## Conversational Recipe Bot with RAG (with Weaviate Vector DB(locally set) and LangChain Vector Summary)

All steps in a nutshell:

Read files | Talk to the database | Load PDFs | Split text | Handle memory | Chat with the model | Create a web UI using Gradio

    Set up the environment

#### Install all necessary libraries for RAG bot including Langchain, Weaviate DB, Ollama, and embedding tools.

* Langchain: A framework to build apps using LLMs.

* Weaviate: A database that stores text as numbers (vectors) for quick search.

* Ollama: A local LLM interface (we’re using it to talk to the model).

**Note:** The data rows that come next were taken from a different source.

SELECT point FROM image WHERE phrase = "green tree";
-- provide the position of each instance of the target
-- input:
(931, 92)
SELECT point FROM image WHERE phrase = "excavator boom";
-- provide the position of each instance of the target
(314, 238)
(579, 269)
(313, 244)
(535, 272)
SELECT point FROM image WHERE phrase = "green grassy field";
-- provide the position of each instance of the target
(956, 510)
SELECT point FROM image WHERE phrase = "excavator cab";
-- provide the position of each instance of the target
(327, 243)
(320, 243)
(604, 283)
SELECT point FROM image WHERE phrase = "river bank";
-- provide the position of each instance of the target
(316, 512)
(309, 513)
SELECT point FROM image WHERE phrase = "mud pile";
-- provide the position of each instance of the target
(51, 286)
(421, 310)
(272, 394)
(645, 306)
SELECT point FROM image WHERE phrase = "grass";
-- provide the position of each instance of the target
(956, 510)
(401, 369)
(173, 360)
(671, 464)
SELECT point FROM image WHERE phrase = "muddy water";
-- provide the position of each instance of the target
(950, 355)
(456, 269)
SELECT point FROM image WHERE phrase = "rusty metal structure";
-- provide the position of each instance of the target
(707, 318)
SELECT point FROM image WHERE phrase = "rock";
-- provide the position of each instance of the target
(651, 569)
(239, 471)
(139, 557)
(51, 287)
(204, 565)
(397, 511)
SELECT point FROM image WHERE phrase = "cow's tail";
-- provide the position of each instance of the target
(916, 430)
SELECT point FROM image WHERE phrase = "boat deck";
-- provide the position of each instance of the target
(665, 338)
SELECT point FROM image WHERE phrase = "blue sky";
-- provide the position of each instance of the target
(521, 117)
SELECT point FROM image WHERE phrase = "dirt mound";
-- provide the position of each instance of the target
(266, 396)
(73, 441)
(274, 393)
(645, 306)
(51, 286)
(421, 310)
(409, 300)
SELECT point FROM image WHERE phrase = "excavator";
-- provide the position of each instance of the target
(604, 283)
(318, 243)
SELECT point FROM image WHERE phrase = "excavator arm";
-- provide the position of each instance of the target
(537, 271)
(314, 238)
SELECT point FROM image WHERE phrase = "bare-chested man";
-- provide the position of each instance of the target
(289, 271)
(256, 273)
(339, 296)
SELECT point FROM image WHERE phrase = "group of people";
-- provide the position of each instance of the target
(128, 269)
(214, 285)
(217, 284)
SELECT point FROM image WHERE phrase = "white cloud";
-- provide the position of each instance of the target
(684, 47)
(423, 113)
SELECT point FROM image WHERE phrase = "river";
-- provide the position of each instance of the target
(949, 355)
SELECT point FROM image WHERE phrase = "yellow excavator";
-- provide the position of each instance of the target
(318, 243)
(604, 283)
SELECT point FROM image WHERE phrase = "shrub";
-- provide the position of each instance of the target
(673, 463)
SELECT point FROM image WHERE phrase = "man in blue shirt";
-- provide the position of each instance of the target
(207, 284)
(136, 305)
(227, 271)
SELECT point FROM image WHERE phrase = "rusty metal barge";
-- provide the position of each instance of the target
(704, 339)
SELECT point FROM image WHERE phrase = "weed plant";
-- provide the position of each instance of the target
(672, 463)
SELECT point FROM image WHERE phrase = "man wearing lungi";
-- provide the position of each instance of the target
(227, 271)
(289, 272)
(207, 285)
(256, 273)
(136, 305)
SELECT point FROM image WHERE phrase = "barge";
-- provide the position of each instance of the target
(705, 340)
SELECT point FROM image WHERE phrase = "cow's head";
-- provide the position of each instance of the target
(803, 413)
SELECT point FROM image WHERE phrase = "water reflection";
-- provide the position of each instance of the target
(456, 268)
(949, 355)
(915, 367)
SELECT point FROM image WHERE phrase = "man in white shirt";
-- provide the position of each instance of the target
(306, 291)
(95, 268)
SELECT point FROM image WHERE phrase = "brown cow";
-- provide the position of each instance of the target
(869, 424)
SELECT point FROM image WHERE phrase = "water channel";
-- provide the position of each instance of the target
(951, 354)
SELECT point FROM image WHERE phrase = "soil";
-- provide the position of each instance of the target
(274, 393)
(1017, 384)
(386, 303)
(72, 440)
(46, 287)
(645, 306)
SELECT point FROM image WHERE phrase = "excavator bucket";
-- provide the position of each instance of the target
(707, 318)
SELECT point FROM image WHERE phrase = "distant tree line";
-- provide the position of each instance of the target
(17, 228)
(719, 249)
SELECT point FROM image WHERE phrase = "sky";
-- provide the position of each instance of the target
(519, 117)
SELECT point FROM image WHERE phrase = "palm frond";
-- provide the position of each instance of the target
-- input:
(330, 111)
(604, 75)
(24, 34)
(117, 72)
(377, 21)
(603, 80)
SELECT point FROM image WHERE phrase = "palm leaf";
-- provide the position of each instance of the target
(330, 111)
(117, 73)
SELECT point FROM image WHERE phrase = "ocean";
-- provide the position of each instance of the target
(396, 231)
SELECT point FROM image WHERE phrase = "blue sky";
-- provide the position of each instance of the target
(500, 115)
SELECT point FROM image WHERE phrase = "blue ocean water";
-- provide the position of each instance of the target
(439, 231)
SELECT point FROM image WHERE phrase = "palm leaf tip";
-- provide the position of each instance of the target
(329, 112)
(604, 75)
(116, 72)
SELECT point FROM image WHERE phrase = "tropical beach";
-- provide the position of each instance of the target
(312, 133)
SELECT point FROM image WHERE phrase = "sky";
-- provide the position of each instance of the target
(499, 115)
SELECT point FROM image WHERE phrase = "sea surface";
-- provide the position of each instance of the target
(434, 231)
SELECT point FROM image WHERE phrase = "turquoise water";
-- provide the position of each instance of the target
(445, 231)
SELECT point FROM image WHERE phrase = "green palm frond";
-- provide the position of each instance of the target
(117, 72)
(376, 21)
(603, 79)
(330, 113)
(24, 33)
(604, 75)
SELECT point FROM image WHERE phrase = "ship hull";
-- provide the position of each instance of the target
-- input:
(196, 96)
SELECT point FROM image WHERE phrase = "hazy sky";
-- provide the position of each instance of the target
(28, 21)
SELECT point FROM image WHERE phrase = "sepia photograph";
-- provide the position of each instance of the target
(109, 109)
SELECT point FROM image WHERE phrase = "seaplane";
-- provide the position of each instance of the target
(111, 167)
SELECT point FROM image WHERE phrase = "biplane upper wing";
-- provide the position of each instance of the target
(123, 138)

* Sentence-transformers: Converts text into vectors (embeddings).

* tiktoken: Token counter for OpenAI models (to manage costs and limits)(was mentioned in langchain weaviate doc).

In [7]:
%pip install langchain langchain_community scikit-learn langchain-ollama sentence-transformers tiktoken

Note: you may need to restart the kernel to use updated packages.


Weaviate version has to be 3.26.0 or above getting connection error if not 

In [8]:
!pip show weaviate-client

Name: weaviate-client
Version: 3.26.0
Summary: A python native Weaviate client
Home-page: https://github.com/weaviate/weaviate-python-client
Author: Weaviate
Author-email: hello@weaviate.io,
License: BSD 3-clause
Location: /home/sakhaglobal/.pyenv/versions/3.8.20/lib/python3.8/site-packages
Requires: authlib, requests, validators
Required-by: 


In [9]:
import weaviate
import json
from dotenv import load_dotenv
from langchain.vectorstores import Weaviate
import gradio as gr
from typing import Tuple
from langchain_community.document_loaders import PyPDFLoader
from langchain.text_splitter import RecursiveCharacterTextSplitter
from langchain_ollama import ChatOllama
from langchain.memory import VectorStoreRetrieverMemory
from langchain.chains import ConversationalRetrievalChain

What all we are importing:

*  Importing weaviate for vector store, 

*  PyPDFLoader for document loading, 

*  RecursiveCharacterTextSplitter for text splitting,

*  HuggingFaceEmbeddings for embeddings, ChatOllama for conversational AI,

*  PromptTemplate for templating, 

*  ConversationBufferMemory or ConversationVectorMemory for storing conversation history,and ConversationalRetrievalChain for conversational question answering.

    Load and prepare documents
Documents can be anything, we can load a PDF or use webpages as the source also

In [10]:
# List of PDF file paths to load documents from (the below mentioned book is 102 pages)
pdf_paths = [
    "/home/sakhaglobal/Documents/Personal_GitHub/ai-ml-practice/rag-using-llm/recipe-sample.pdf"
]

     Split documents

In [11]:
docs = [PyPDFLoader(pdf_path).load() for pdf_path in pdf_paths]
docs_list = [item for sublist in docs for item in sublist]

# chunk size set to 1000 for better context understanding, overlap set to 200 to avoid missing context
text_splitter = RecursiveCharacterTextSplitter.from_tiktoken_encoder(
    chunk_size=1000,
    chunk_overlap=200,
    separators=["\n\n", "\n", "(?<=\. )", " ", ""],
    add_start_index=True  # Helps track document position
)
doc_splits = text_splitter.split_documents(docs_list)

  separators=["\n\n", "\n", "(?<=\. )", " ", ""],


In [14]:
load_dotenv(dotenv_path="/home/sakhaglobal/Documents/Personal_GitHub/chefly/.env")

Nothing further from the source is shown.